In 1935 Stanton opened an office in the Hotel Del Monte in Monterey, establishing a practice that included school and hospital work in the Monterey area and across the San Joaquin Valley. He collaborated closely with sculptor Joseph Jacinto Mora (1876–1947) on multiple projects. In 1937, Stanton was the architect for the Monterey County Courthouse, which incorporated Mora's bas-relief panels, column caps, and figurative heads on both the building's exterior and its interior courtyard.

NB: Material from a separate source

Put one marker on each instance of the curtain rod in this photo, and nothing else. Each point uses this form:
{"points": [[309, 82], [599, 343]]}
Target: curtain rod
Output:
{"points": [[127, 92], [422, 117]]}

In addition to the Monterey County Court House and the King City High School Auditorium, Stanton designed schools in Monterey, the San Benito County Hospital, the Salinas General Hospital, and buildings at Fort Ord.

He supervised the construction of homes for Bob Hope, King C. Gillette, Fredric March, and King Vidor. One of the most notable work was the mansion "Pickfair' in Veverly Hills, for Douglas Fairbanks Sr. and Mary Pickford.

He was president of the Monterey County Symphony Association, the Monterey Museum of Art, Cumminty Chest, Monterey History and Art Association, the Old Monterey Bicentennial, and the Monterey Chapter of the American Institute of Architects.

Stanton met his wife Virginia Young (1903-1994) at University of California, Berkeley. They married on December 8, 1922 in Solano County, California. They had three children.

==Death==

Stanton died at his home in Carmel Valley on September 1, 1983, at the age of 83.